Abbildung 8: In AMO-Warmphasen fällt der April in Deutschland eher wärmer aus. Der Zusammenhang ist nur schwach, aber trotzdem spürbar.


April-Wärme fördert aber die Verdunstung – schon um den 5.April bildeten sich Trockenrisse in den Böden.

Abbildung 9: Die wegen der März-Kälte wochenlang blühenden Osterglocken kämpfen nun mit der beginnenden Dürre – ähnlich, wie 2018. Foto: Stefan Kämpfe


Und welche Schäden die Spätfröste Ende März anrichteten, ist noch gar nicht voll absehbar. Ihre enorme Stärke könnte in selbst noch geschlossenen Blütenknospen die Narbe und den Fruchtknoten geschädigt haben, doch Genaueres wird sich erst in den kommenden Wochen zeigen.

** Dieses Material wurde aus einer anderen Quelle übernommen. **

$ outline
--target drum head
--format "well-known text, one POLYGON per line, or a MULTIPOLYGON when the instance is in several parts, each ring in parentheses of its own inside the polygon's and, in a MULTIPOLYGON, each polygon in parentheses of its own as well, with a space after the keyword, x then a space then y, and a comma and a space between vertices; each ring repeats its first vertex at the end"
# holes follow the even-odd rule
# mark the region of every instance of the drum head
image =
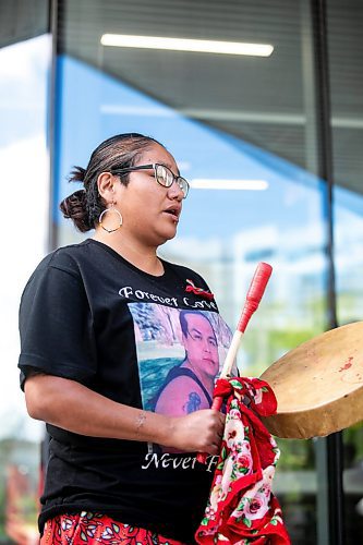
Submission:
POLYGON ((325 436, 362 421, 363 322, 304 342, 261 378, 277 398, 277 414, 264 424, 278 437, 325 436))

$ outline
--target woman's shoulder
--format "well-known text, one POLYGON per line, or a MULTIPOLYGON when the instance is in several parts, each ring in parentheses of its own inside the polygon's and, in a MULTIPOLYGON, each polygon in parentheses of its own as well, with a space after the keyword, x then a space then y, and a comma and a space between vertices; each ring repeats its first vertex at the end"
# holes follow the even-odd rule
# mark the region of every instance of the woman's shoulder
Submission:
POLYGON ((35 268, 32 277, 44 275, 48 270, 58 269, 78 276, 80 263, 85 259, 88 241, 60 246, 47 254, 35 268))
POLYGON ((193 282, 199 283, 199 288, 208 288, 207 282, 205 279, 196 272, 195 270, 191 269, 190 267, 185 267, 184 265, 178 265, 176 263, 167 262, 165 259, 161 259, 164 265, 171 269, 176 275, 179 277, 186 279, 186 280, 192 280, 193 282))

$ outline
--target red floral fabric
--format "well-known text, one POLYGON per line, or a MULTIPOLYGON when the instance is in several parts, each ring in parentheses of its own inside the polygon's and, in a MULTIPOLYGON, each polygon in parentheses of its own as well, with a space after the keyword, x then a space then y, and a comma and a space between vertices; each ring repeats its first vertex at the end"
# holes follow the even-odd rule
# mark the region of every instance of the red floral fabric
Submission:
POLYGON ((59 514, 46 522, 40 545, 185 545, 176 540, 116 522, 107 514, 82 511, 78 514, 59 514))
POLYGON ((258 415, 274 414, 271 388, 258 378, 219 379, 227 398, 226 426, 205 517, 195 533, 201 545, 288 545, 281 508, 271 493, 279 458, 258 415))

Abbildung 10: Frühtemperaturen bei der antizyklonalen Ostlage am 23.03.2020. In Südostdeutschland wurden minus 4 bis unter minus 10 Grad gemessen, und die Wetterstationen stehen nicht in den Kältelöchern. Bildquelle wetterzentrale.de


Wie dramatisch sind die aktuellen Zirkulationsanomalien?
So unangenehm die momentanen Witterungsanomalien auch sein mögen, sie sind harmlos im Vergleich zu historischen Ereignissen. Ein Blick auf die beiden wohl dramatischsten Naturkatastrophen Mitteleuropas während der letzten 1.000 Jahre reicht schon aus. Das erste Ereignis war das so genannte Magdalenen-Hochwasser vom Juli 1342. Bei diesem Ereignis wurden an vielen Flüssen die höchsten jemals registrierten Wasserstände erreicht. Möglicherweise handelte es sich um das schlimmste Hochwasser des gesamten 2. Jahrtausends im mitteleuropäischen Binnenland; fast die gesamte Ernte wurde zerstört; es entstanden bis zu 14 Meter tiefe Erosionsschluchten; und die Zahl der Todesopfer ging vermutlich in die Zehntausende. Bei dem anderen Ereignis, der „zweiten Marcellus-Flut“ im Januar 1362, ertranken im Nordseeraum mehrere hunderttausend Menschen, etwa 100.000 Hektar bestes Ackerland gingen verloren, und die Nordseeinsel Rungholt, auch „Atlantis des Nordens“ genannt und damals der größte nordische Handelsplatz, versank bei dieser schweren Sturmflut. Gegen diese Beispiele sind die Hochwasser von 2002 und 2013 oder die Stürme „Lothar“ und „Kyrill“ unbedeutend. Wenn unsere Gesellschaft schon durch ein mäßig-infektiöses Virus an den Rand des gesellschaftlichen und wirtschaftlichen Ruins gerät – was würde wohl passieren, träfe sie eine solche Naturkatastrophe wie im 14. Jahrhundert (kurz nach diesen beiden Katastrophen zog 1347 die Pest ein und tötete etwa ein Drittel der deutschen Bevölkerung – mit Panik-Medien wie ARD und ZDF hätten sich vermutlich die zwei Drittel der Überlebenden auch noch zu Tode gestürzt).